Plus de 10 années de procédure et deux saisines de la Cour de cassation ont donné à cette affaire une dimension hors normes. Un ouvrier joaillier / dessinateur du groupe Van Cleef et Arpels a finalement été débouté de son action en revendication de droits d’auteur mais a obtenu gain de cause sur le terrain social. Les relations de travail entre les parties n’avaient été  formalisées par aucun écrit jusqu’à ce que l’employeur propose au salarié de conclure un contrat de travail à durée indéterminée auquel était annexé un contrat de cession de droits d’auteur, contrats que le salarié a refusé de signer.

Licenciement censuré

Le salarié a été licencié pour faute grave pour avoir refusé de signer lesdits contrats. Ce  licenciement a été annulé et sanctionné au titre d’un harcèlement moral. La maison de joaillerie avait alors écopé de 50 000 euros de dommages-intérêts en réparation des agissements de harcèlement moral et 200 000 euros pour licenciement abusif (CC. ch. soc., 26 mars 2014, pourvoi n° 12-22505). Les juges suprêmes avaient retenu qu’en dépit de dix-neuf ans d’ancienneté sans antécédent disciplinaire, le salarié n’avait pas de contrat écrit de travail et que sa conduite résultait d’un différend sur la propriété des droits intellectuels sur les créations du fait de la volonté de son employeur d’obtenir la signature d’un avenant imposant une clause d’exclusivité, une clause de mobilité, une qualification inférieure à celle figurant sur ses bulletins de salaire et une renonciation à tous ses droits d’auteur sur ses oeuvres individuelles passées et futures. L’existence de pressions incessantes dont a été l’objet le salarié qui refusait de signer une modification de son contrat de travail était établie.

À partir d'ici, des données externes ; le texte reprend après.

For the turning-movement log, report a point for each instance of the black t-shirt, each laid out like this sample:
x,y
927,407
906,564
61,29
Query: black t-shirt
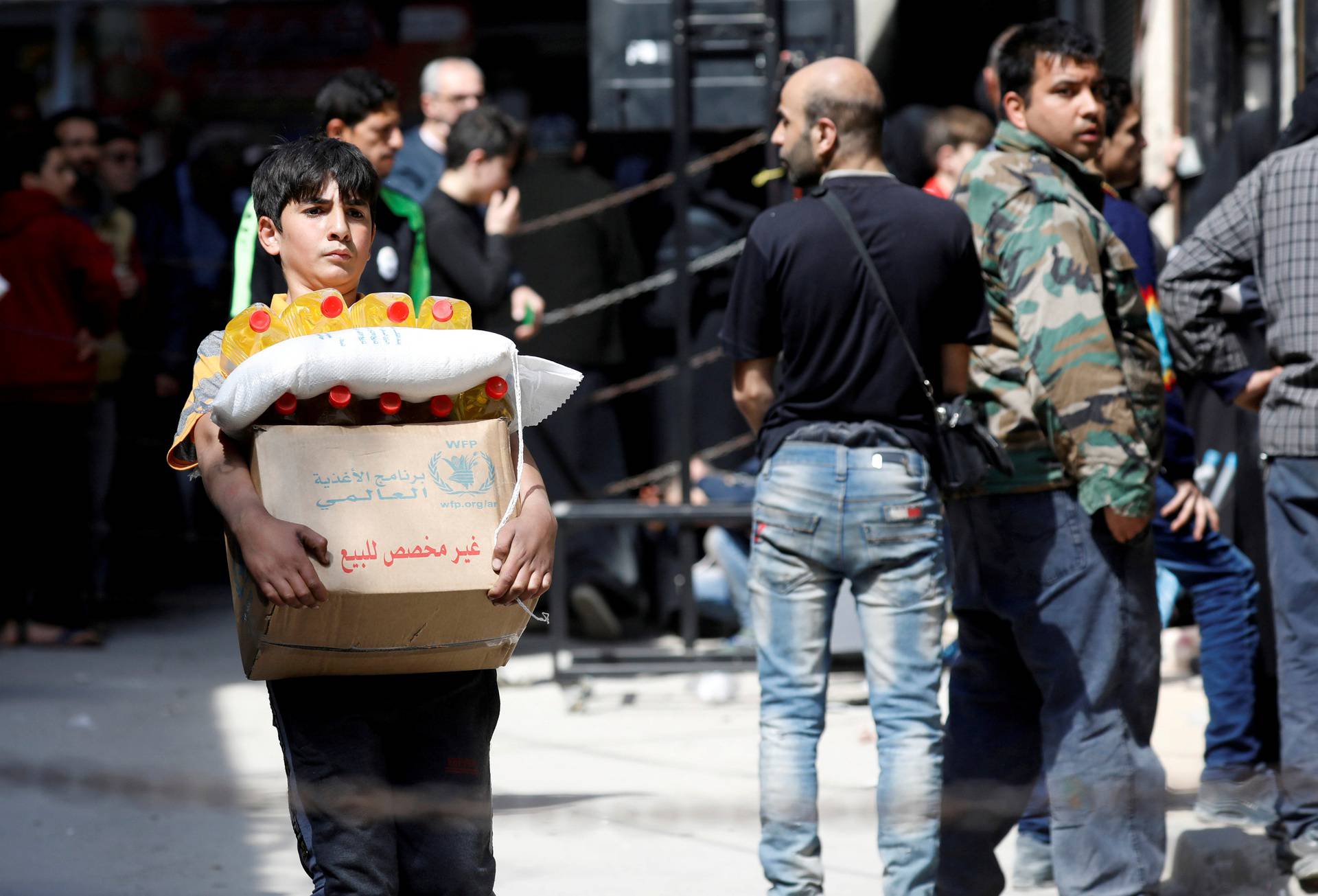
x,y
802,289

Qualification d’œuvre collective

Sur le volet de la cession des droits, l’œuvre collective a été appliquée aux créations du salarié. Au sens de l’article L.113-2 du CPI,  est dite collective l’oeuvre créée sur l’initiative d’une personne physique ou morale qui l’édite, la publie et la divulgue sous sa direction et son nom, et dans laquelle la contribution se fond dans l’ensemble en vue duquel elle est conçue, sans qu’il soit possible d’attribuer à chacun d’eux un droit distinct sur l’ensemble réalisé. L’oeuvre collective est, sauf preuve contraire, la propriété de la personne physique ou morale sous le nom de laquelle elle est divulguée, cette personne étant investie des droits d’auteur (L.113-5 du CPI).

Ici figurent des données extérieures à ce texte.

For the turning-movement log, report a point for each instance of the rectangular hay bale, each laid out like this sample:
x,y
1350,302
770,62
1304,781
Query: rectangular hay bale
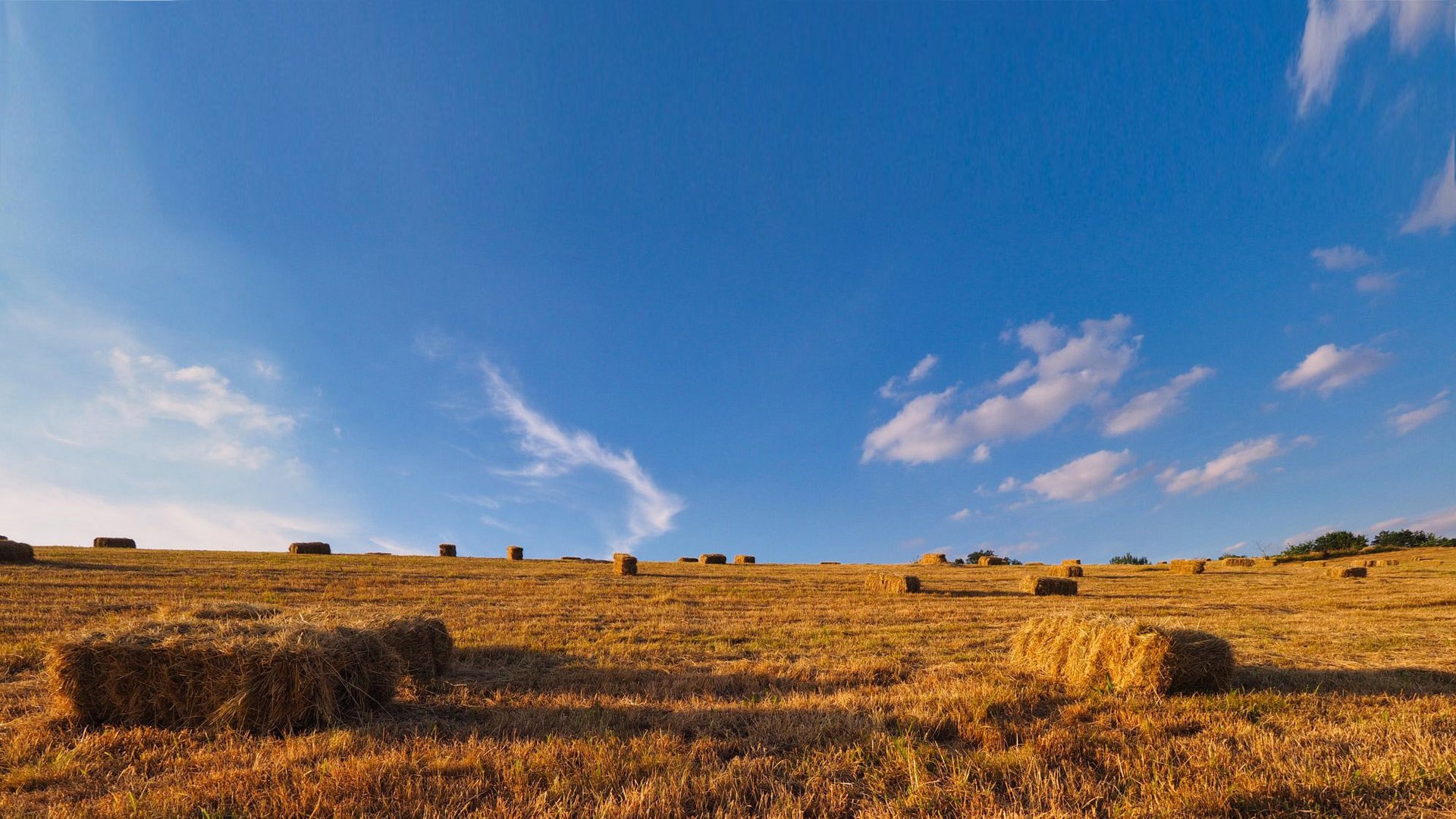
x,y
892,583
1123,653
1043,586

Cadre de création contraignant

Si le dessinateur avait un rôle important dans le processus de création des modèles de joaillerie, son travail s’inscrivait dans un cadre contraignant qui l’obligeait à se conformer aux instructions esthétiques qu’il recevait de ses supérieurs hiérarchiques dans le cadre d’un Comité de Création. Le dessinateur pouvait ainsi être amené à puiser son inspiration dans le fonds d’archive de la société Van Cleef & Arpels. Les dessins litigieux étaient en tant que tels dépourvus de valeur lorsqu’ils ne servaient pas à concrétiser un modèle de bijou. Les dessins en cause ont été réalisés dans le respect du style Van Cleef & Arpels en appliquant les codes de la société (création dans le cadre d’un travail collectif associant de nombreuses personnes).

La société disposait donc du pouvoir d’initiative sur la création des dessins et en contrôlait le processus jusqu’au produit finalisé en fournissant à l’équipe créatrice des directives et des instructions esthétiques afin d’harmoniser les différentes contributions. De fait, elle était titulaire ab initio des droits patrimoniaux.

Restitution des supports

Il est acquis que la propriété incorporelle est indépendante de la propriété de l’objet matériel (L.111-3 du CPI) de sorte qu’il n’était pas nécessaire au salarié de retenir les dessins litigieux pour faire valoir des droits de propriété intellectuelle. Le fait d’avoir conservé ces supports a été qualifié de comportement malicieux initié pour faire contre-poids dans le cadre de négociation à une proposition de contrats. A ce titre, le salarié a été condamné à payer la somme de 10.000 euros à titre de dommages-intérêts.